(559g) Multiscale Modeling of Solvent-Cast Sol-Gel Ceramic Films | AIChE

(559g) Multiscale Modeling of Solvent-Cast Sol-Gel Ceramic Films


Li, X., University of Cincinnati

The sol-gel method is a liquid-phase chemical route to ceramics through the hydrolysis and polycondensation of alkoxysilane precursors. Coating of these films from a solution of a volatile solvent (ethanol) is a widely used technique to form thin, porous ceramic films. The process can be easily modified to permit the formation of structured organic-inorganic hybrids, but it is still challenging to create thick, uniform films. To better understand the process, we have developed a multiscale model of silica curing in drying films.
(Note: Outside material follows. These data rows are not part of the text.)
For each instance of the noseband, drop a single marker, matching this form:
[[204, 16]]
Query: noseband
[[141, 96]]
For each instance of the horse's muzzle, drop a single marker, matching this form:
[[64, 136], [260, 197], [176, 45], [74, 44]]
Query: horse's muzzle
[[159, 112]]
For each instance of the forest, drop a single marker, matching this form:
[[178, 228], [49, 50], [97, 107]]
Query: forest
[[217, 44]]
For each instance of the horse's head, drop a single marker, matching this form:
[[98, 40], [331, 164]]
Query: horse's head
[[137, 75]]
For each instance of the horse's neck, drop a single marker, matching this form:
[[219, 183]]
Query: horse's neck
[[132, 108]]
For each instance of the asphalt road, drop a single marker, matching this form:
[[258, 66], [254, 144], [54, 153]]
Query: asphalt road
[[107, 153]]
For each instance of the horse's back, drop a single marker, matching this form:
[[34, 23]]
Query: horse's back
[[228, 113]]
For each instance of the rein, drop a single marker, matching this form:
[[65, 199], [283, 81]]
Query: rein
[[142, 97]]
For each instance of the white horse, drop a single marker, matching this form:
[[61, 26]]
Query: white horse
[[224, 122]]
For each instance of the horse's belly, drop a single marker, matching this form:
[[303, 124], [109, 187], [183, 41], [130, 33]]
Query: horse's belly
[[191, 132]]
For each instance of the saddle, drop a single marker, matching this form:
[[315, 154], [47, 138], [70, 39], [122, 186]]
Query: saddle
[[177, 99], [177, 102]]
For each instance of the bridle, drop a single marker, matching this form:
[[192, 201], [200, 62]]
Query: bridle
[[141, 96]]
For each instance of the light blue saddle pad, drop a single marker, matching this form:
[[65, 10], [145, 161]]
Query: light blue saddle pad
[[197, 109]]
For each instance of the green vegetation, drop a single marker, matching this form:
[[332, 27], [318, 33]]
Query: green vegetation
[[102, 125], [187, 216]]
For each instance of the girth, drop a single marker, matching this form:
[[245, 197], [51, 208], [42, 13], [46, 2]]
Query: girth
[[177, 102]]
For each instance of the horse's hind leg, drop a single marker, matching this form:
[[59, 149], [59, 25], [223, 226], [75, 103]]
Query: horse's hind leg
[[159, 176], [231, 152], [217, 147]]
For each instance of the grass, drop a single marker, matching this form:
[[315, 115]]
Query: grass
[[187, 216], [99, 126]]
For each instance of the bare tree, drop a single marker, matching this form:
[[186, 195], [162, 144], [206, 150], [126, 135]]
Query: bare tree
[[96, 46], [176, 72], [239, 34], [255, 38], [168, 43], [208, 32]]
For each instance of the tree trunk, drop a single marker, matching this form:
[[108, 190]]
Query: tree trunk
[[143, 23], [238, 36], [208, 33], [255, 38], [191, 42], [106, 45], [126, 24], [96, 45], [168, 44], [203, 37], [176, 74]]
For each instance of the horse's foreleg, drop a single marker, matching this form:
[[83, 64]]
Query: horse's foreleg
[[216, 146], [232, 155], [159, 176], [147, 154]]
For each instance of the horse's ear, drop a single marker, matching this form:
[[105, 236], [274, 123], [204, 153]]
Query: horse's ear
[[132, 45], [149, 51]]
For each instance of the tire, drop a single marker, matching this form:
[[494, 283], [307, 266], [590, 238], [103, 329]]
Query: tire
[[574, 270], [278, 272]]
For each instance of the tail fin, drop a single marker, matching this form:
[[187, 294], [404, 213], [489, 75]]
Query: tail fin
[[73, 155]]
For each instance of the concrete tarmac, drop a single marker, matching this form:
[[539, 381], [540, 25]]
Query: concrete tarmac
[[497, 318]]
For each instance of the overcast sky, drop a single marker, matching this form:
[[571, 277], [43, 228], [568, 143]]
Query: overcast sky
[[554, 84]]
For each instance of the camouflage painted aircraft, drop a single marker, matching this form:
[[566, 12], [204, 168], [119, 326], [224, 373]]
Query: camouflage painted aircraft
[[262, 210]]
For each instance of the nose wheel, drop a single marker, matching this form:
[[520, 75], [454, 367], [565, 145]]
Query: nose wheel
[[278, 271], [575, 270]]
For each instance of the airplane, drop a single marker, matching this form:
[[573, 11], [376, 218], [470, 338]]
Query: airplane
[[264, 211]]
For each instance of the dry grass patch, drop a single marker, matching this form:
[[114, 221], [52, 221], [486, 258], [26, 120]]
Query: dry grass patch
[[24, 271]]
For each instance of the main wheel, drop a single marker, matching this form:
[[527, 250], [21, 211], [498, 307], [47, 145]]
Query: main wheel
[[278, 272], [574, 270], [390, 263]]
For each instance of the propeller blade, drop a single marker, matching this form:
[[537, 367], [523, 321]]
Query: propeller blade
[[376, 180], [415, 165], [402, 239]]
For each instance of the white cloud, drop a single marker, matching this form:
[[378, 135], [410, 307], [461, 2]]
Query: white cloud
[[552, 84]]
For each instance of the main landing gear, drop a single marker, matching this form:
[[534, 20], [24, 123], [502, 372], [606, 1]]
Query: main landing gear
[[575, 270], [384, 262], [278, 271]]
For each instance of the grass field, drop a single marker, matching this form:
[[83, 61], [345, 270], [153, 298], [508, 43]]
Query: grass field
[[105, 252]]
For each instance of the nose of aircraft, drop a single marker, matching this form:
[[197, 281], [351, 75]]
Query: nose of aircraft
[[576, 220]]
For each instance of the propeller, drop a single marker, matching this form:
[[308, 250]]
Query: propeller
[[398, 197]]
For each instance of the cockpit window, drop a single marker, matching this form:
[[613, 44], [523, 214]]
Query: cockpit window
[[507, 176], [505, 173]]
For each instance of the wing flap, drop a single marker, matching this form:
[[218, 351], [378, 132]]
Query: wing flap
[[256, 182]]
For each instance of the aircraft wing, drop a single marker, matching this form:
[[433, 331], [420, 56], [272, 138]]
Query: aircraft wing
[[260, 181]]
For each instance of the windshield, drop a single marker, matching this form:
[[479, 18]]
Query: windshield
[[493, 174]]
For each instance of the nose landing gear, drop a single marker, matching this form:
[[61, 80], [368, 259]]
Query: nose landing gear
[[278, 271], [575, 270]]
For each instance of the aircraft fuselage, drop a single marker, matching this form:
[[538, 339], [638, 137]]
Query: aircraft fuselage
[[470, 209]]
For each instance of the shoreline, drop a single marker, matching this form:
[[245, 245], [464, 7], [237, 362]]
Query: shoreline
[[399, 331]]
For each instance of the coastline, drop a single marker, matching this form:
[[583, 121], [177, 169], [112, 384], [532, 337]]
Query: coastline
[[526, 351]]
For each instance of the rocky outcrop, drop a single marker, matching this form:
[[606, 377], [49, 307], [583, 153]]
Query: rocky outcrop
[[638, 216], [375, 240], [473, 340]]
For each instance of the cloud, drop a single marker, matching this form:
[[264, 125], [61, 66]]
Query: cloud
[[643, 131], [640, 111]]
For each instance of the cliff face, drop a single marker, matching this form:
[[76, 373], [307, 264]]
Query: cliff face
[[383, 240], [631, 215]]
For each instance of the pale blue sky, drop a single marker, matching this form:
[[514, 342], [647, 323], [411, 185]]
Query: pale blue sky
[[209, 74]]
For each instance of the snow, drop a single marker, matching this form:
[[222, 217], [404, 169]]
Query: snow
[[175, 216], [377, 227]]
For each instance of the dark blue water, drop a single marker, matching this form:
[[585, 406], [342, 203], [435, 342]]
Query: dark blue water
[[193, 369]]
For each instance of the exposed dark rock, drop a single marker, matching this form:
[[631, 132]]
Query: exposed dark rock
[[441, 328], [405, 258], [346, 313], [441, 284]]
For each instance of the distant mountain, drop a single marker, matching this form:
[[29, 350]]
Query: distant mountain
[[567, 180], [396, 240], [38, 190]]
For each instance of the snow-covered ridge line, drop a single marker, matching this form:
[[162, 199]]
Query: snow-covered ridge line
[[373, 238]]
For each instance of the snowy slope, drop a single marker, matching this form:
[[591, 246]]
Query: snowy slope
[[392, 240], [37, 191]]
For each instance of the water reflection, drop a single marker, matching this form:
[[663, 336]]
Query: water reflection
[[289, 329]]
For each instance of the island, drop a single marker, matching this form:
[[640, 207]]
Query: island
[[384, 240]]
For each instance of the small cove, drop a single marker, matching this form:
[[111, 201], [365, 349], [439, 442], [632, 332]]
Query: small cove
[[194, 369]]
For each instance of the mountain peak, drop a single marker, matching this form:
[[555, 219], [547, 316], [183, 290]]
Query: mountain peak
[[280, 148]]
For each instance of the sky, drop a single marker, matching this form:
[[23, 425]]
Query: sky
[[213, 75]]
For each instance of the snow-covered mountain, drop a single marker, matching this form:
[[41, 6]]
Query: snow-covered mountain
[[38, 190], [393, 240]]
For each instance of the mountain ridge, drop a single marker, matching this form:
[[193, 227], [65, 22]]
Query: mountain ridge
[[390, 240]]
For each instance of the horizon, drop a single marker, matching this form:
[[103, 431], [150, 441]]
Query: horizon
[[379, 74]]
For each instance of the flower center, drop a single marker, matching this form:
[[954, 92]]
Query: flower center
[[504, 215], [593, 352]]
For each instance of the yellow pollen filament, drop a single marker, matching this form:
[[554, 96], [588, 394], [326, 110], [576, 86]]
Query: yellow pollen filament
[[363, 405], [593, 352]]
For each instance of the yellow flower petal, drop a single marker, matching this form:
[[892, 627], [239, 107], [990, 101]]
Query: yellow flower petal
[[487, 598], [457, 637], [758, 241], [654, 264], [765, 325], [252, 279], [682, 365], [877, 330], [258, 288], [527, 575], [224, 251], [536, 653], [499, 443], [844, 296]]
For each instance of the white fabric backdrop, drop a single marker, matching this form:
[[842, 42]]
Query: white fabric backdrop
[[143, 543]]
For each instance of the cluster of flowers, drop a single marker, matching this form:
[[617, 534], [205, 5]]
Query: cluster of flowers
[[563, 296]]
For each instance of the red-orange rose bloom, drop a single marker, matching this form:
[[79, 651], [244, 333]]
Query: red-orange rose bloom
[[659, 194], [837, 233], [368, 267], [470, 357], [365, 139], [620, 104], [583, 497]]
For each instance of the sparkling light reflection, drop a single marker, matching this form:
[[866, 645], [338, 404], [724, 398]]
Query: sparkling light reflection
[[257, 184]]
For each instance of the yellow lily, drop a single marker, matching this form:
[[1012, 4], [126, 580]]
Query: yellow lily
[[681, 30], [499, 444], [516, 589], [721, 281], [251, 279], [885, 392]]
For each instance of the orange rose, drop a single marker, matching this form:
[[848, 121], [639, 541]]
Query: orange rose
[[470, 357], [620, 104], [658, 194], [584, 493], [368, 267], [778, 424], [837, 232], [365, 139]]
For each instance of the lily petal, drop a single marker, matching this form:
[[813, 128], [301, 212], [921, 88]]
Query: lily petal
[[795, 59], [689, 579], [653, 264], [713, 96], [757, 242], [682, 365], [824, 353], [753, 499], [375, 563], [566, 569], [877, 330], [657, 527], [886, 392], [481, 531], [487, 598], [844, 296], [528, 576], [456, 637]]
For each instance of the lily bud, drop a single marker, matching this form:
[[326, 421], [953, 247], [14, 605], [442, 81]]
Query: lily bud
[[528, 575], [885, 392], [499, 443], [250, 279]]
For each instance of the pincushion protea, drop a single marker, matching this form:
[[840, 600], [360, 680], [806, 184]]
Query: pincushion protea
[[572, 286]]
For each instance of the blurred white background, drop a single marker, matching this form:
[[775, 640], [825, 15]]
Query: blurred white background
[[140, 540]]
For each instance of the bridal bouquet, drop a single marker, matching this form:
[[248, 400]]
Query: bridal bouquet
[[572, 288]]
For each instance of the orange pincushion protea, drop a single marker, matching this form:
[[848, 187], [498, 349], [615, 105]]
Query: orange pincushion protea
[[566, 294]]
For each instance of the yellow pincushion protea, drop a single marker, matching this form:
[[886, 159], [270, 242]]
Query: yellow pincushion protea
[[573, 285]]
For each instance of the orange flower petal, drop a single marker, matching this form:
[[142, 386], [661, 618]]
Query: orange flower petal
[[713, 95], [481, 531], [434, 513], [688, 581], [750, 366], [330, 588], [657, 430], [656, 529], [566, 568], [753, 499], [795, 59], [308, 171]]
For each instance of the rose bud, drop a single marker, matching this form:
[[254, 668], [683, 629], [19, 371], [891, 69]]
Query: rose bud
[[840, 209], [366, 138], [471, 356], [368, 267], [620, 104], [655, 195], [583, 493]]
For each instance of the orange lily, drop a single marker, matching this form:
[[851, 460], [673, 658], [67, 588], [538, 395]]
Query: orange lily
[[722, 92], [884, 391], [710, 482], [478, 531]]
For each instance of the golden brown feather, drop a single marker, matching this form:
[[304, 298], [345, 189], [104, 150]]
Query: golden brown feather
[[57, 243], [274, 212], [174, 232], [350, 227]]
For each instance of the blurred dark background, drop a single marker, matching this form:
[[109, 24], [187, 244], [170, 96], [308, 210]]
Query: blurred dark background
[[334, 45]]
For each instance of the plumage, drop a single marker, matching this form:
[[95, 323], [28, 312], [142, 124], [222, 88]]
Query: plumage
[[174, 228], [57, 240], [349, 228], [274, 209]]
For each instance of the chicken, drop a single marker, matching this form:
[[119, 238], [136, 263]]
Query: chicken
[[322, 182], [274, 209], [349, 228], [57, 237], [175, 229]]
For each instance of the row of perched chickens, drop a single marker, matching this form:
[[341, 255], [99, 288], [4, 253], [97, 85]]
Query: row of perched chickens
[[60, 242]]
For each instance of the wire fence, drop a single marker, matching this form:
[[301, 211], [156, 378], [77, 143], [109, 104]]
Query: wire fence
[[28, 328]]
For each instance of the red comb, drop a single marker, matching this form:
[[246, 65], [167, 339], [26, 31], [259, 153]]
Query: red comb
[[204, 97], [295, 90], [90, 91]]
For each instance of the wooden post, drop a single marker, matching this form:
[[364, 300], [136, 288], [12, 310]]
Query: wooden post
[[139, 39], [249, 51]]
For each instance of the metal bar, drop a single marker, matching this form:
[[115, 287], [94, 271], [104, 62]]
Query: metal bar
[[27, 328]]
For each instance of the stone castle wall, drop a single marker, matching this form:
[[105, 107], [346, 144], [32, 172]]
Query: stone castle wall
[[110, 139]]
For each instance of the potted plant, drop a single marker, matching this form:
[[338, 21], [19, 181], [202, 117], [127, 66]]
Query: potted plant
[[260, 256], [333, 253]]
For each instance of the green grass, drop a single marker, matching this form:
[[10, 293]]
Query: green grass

Because silica polycondensation is a highly nonideal network polymerization, it is best modeled by a dynamic Monte Carlo simulation (similar to a population balance model). This model uses a small set of rate coefficients to predict how the molecular structure distribution evolves during polymerization up until the gelation point. Our model is better able to predict the silica gelation conversion and the concentration dependence of gelation times than any other kinetic model is able to. To model film formation, it is necessary to also incorporate the effects of drying. We will describe a model in which we couple the dynamic Monte Carlo simulations to a continuum model of drying. The coupling is accomplished by treating the entire Monte Carlo simulation (containing over 105 monomers) as a particle of sol whose position and composition are tracked throughout the continuum calculation. To best understand the coupling between scales, we begin by using a 1D finite difference method to simulate drying with a concentration gradient. By performing several Monet Carlo simulations for sol packets that start from various positions throughout the film, we determine the evolution of the molecular weight distribution at each point in the film. Under fast drying conditions, these simulations allow us to predict the rapid onset of gelation near the film surface, and slower gelation of a sublayer of sol. A comparison will be made of the predicted molecular structure of silica gels formed at different drying rates and film thicknesses, and at different positions in films with concentration gradients.